The actual R the supply resistor is driving into is the screen resistance, analogous to a plate resistance of a triode. So the R in the RC time constant then becomes the parallel resistance of the screen & supply resistances. The problem is complicated by the lack of any published data with regards to screen resistance.

Fred Terman (And Wm. Hewlett) tell us that screen resistance for a pentode can be estimated as follows-

rs = ( ( Ib + Ic2 ) / Ic2 ) * Rp

From this we need to know 6AN8 triode connected pentode Rp, another spec not published for the 6AN8. For the attached 6AN8 pentode plate family draw a line from the origin to the intersection of the Ec1 zero bias curve where Ec2 & the plate are at equal voltage. In this example that would be at 150 plate volts.

Triode plate Rp for the pentode section at zero bias is approximately as follows-

Rp ~ Change of Eb / Change of Ib

From the 6AN8 Average Transfer page, Change of Eb = 150 Volts

& Change of Ib ~ 28mA (plate) + 9mA (screen)
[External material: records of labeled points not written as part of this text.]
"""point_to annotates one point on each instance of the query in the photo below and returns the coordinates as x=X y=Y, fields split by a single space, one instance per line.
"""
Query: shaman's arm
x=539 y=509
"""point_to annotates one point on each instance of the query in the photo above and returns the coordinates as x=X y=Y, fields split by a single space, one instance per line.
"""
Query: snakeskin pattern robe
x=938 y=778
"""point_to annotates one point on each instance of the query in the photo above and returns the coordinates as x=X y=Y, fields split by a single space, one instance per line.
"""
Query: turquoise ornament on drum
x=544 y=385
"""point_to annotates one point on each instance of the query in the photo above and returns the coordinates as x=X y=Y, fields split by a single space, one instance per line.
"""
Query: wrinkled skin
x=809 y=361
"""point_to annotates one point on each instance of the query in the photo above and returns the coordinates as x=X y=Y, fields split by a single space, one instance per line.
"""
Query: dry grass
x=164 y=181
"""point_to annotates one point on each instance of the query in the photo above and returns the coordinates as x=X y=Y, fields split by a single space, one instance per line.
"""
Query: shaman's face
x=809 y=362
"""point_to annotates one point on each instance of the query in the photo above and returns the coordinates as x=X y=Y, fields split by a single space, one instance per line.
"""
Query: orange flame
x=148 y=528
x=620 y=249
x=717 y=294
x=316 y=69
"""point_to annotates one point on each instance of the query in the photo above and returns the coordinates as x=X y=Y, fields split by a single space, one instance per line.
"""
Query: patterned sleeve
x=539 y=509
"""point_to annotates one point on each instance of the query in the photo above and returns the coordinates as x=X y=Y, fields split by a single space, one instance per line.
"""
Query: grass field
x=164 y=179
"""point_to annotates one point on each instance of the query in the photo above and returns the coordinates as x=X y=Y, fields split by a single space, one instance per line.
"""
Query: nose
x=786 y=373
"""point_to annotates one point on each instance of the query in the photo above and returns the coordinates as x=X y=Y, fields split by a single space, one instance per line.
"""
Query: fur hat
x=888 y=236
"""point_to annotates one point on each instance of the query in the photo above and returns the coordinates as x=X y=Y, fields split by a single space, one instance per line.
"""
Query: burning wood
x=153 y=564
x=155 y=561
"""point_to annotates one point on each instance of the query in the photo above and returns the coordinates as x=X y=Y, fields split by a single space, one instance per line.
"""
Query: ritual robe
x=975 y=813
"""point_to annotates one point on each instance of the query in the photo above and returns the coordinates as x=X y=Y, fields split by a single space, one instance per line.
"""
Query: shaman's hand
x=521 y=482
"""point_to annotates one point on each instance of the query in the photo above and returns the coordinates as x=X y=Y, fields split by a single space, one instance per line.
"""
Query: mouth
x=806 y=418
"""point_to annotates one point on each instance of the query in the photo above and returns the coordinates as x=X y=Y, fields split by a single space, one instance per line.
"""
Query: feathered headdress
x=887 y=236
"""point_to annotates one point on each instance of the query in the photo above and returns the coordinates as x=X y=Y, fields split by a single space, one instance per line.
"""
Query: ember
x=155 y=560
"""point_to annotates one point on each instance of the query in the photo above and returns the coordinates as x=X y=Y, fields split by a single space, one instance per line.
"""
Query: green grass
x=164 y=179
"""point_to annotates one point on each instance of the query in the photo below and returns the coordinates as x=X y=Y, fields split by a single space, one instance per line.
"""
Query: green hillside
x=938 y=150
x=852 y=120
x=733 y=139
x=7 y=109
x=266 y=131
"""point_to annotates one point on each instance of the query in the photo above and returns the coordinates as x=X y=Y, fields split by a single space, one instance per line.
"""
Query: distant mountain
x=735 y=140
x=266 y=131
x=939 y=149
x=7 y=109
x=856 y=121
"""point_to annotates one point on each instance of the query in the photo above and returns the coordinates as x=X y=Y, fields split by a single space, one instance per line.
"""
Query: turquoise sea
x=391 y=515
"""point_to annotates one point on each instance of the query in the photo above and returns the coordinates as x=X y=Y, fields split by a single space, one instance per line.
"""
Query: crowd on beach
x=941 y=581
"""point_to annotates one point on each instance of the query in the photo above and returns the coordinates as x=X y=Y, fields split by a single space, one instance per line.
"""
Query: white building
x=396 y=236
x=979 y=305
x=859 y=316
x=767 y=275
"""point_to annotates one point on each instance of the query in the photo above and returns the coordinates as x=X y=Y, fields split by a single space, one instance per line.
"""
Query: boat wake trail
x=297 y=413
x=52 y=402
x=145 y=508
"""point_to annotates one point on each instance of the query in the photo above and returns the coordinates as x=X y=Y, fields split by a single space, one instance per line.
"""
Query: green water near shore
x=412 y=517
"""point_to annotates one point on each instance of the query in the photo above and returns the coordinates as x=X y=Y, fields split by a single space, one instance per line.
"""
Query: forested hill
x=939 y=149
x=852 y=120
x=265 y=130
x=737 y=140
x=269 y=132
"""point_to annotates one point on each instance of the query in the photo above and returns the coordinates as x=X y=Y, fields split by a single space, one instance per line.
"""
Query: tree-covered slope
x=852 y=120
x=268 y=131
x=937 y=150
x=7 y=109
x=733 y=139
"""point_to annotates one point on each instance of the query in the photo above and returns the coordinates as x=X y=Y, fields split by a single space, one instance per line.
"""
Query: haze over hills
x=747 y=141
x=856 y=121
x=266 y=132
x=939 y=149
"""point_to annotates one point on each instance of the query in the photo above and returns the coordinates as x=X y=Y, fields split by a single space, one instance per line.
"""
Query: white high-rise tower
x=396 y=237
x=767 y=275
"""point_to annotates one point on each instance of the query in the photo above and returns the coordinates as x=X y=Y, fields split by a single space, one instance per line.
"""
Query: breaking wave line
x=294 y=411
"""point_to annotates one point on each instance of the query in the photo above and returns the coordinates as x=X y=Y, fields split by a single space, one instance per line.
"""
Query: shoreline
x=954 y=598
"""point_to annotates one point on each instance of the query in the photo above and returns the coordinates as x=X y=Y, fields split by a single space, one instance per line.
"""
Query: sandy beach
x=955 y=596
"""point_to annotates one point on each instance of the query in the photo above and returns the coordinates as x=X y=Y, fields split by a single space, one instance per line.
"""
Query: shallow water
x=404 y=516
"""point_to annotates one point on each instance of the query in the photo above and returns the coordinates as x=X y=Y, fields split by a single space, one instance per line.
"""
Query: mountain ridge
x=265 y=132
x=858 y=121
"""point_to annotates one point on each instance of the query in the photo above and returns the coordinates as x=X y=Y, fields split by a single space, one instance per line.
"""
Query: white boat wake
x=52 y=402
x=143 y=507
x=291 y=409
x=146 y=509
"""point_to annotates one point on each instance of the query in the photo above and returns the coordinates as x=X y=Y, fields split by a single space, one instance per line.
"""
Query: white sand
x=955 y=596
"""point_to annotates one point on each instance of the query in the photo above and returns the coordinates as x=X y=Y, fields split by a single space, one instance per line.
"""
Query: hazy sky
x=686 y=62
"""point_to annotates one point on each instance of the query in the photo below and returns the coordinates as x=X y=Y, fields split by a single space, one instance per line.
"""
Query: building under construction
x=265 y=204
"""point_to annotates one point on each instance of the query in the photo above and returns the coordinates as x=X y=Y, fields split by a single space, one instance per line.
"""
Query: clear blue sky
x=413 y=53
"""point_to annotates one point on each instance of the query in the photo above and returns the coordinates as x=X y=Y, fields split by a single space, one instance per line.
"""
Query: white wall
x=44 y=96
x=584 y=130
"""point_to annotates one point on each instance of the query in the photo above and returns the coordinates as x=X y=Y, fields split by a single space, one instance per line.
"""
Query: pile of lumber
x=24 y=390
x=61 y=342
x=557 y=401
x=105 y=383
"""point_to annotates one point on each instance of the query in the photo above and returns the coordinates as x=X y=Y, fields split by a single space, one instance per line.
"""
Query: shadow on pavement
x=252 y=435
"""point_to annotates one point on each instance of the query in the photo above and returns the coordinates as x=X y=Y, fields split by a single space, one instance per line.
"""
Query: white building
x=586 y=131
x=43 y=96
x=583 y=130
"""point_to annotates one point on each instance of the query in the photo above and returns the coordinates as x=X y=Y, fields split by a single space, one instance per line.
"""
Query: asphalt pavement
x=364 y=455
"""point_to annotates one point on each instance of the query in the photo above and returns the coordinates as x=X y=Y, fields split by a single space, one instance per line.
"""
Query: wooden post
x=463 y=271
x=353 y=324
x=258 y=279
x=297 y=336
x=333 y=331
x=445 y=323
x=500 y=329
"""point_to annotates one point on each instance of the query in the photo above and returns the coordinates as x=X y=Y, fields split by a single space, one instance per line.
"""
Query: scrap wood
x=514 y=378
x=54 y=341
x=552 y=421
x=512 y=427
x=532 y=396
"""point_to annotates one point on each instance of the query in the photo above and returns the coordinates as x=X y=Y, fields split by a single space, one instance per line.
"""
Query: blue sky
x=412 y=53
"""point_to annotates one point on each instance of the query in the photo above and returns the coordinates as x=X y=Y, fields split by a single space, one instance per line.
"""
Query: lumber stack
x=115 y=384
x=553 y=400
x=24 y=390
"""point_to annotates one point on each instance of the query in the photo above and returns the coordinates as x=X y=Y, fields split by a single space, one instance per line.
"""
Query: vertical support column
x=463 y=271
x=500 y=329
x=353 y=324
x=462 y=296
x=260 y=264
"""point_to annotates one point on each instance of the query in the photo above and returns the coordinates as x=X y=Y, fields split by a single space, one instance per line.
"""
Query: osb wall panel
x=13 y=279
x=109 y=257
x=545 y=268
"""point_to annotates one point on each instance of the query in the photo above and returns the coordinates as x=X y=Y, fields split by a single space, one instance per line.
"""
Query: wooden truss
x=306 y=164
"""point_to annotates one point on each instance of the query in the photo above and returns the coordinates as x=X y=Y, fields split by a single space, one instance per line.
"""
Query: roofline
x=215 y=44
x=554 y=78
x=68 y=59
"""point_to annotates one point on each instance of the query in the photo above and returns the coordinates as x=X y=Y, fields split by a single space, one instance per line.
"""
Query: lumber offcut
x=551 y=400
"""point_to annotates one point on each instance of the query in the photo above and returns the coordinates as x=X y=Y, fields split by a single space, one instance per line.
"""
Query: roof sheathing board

So triode Rp ~ ( 150 / 37 ) K or 4.05K

Aside from the scale factors of voltage & current all common triode plate families look very much the same. As an example refer to the 6BQ7 plate family. When G1 bias is increased plate resistance increases. As an educated guess we can assume Rp for a triode connected 6AN8 pentode section to be something like 10K at the operating point.

Using the typical operating currents split on the 6AN8 pentode we get-

rs ~ ( ( 9 + 2.8 ) / 2.8 ) * 12K

or rs ~ 42.1K

That is the number we need to compute the rolloff frequency of the amplifier front end.

The R in the RC calculation now becomes rs in parallel with one M.

So R ~ 40.4 K, a factor of about 20 times different than where we started.

RC = 0.0040 sec F = 0.159 / RC Hz 39.4 Hz

Looks like it is a step built in as part of the NFB stabilization circuits.

Note 1- Wm Hewlett & David Packard of HP were Fred Terman’s Graduate Students at Stanford U.